I awoke on the slightly chilly side maybe having over done it on the a/c, i had never seen one that went as low as 15°C before! I treated myself to another hour in bed then decided I was hungry enough to justify emerging from my cosy cocoon. I wandered to reception to check my afternoon safari was all good and I was greeted with big smiles and a bouquet of flowers. I went for breakfast where I met the Kiwis from the night before who had returned from their, fruitless, tiger safari . We had breakfast and soon enough ended up lounging by the pool, where I was to spend the rest of my day, well till 3 o'clock anyway.

I wasn't too sure what to wear for my safari, having seen a very eager looking couple return earlier that day in full camoflage gear i felt a bit of a novice in my cargo shorts and tshirt, however I think it was Ray Mears and his wife who looked the odd balls out of the groups. I was called forward and pointed in the direction of my jeep, they hold 6 and I was the fourth to board, I got sat next to a Swiss guy and the rest of the tiger hunting contingency being nationals happily chatted away between us until we reached the final pick up, two rather large Indians climbed in making it a tight fit in the back. We were all handed disclaimers and next of kin forms to sign incase we got eaten whilst on the safari and we were soon speeding off to the park entrance.

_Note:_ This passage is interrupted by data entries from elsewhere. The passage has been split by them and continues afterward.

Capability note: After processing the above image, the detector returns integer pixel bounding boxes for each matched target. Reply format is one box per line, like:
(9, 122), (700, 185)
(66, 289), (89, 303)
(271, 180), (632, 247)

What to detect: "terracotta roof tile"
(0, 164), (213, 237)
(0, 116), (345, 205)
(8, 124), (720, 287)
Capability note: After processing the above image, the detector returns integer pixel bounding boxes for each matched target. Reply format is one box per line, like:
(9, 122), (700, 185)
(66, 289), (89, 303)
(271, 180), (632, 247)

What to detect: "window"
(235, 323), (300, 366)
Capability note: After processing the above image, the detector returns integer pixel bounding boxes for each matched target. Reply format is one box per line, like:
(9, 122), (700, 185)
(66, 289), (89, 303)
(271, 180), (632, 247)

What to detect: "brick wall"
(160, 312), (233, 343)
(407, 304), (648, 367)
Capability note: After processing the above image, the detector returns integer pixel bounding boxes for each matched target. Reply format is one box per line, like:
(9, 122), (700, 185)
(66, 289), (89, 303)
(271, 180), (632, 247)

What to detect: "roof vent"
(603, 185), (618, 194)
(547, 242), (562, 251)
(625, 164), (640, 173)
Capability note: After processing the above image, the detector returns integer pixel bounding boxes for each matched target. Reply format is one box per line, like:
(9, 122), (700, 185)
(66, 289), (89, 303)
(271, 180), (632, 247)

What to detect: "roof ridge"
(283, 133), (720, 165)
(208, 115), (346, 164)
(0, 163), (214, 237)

We got alocated zone 1 when we arrived, something the guide didn't look to happy about, it was the smallest of the zones and as I can imagine happy tourists with numerous tiger sightings tip better he was maybe worried for his pocket more than anything. We bee lined for the watering holes in hope that a tiger was cooling off on what was a particularly hot day and whilst there was plentiful deer, wild boar and monkeys (the tigers certainly weren't going hungry anytime soon) there was not a tiger to be seen. We drove around for the next hour or so passing similarly disappointed tour groups before coming to a stop at a particular tiger hot spot, but not today. As a large cobra slithered passed we were provided with a little excitment alas it was a tiger we came to see and it seemed we would remain disappointed. Exiting the park we encountered a group of crocodiles basking in the sun, oblivious to the overly exited Indians filling memory cards with their slumbering state.

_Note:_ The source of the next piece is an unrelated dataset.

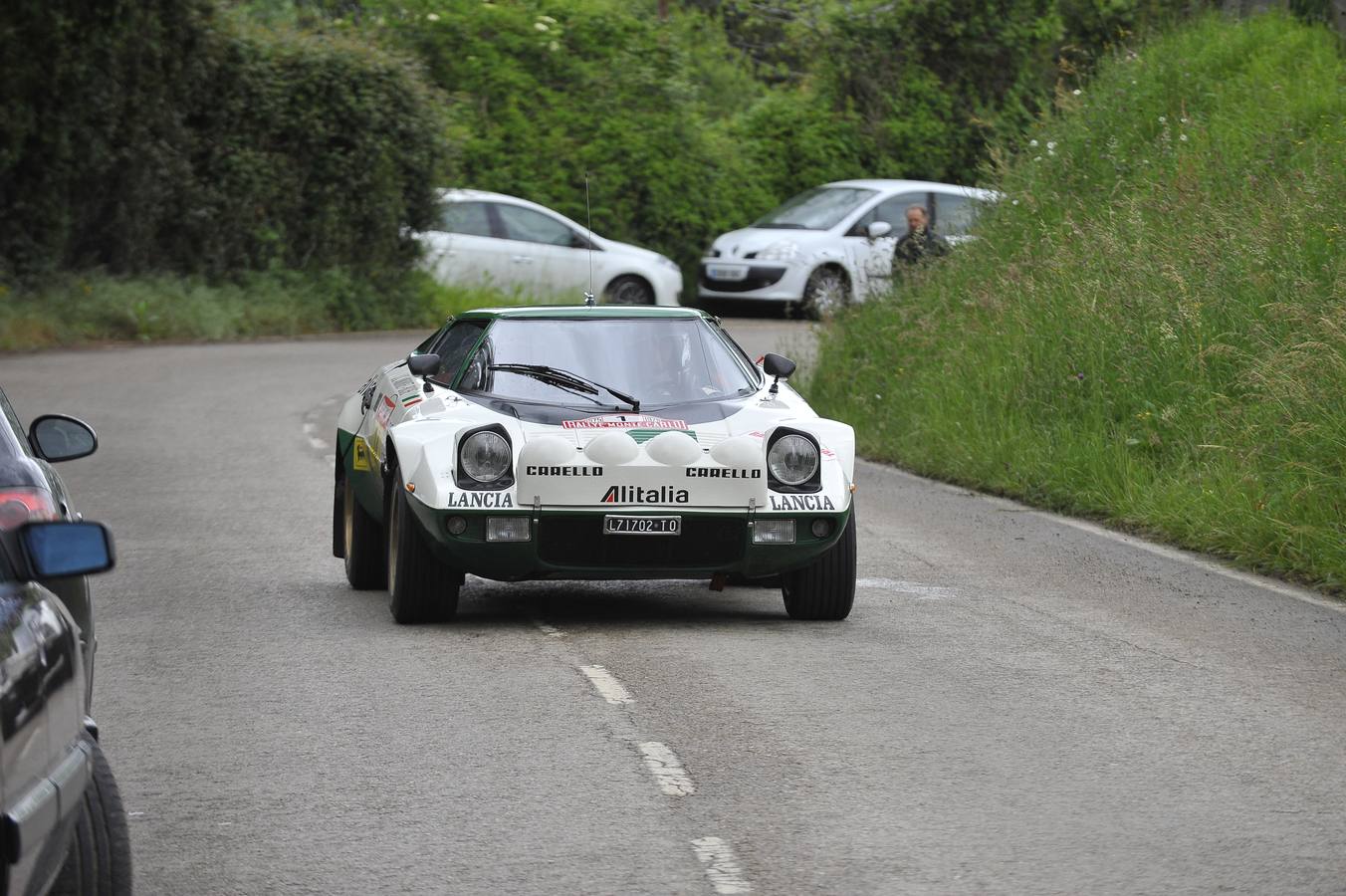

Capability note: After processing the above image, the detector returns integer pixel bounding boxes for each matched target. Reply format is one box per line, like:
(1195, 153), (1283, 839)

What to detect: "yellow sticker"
(354, 436), (368, 472)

When we got dropped off, no tip, on hearing of the luxury of my hotel my Swiss companion came in for the use of the pool, we had a couple of extremely over priced beers and he snuck into the buffet restraunt for a bite. No sooner had we finished, the naan man came running up towards us with not a bread but a cake, accompanied by that universal of songs Happy Birthday. To my surprise he ran right passed me to the table next door to us where a group of 8 middle aged, slightly drunk, brits sat. The song had just finished when it started up again and running naan man, afted a quick lap around the room, brought me a personalised birthday cake. We joined forces with the other group and had an impromptu joint birthday party indulging in yet more over priced beer, but hey its my birthday!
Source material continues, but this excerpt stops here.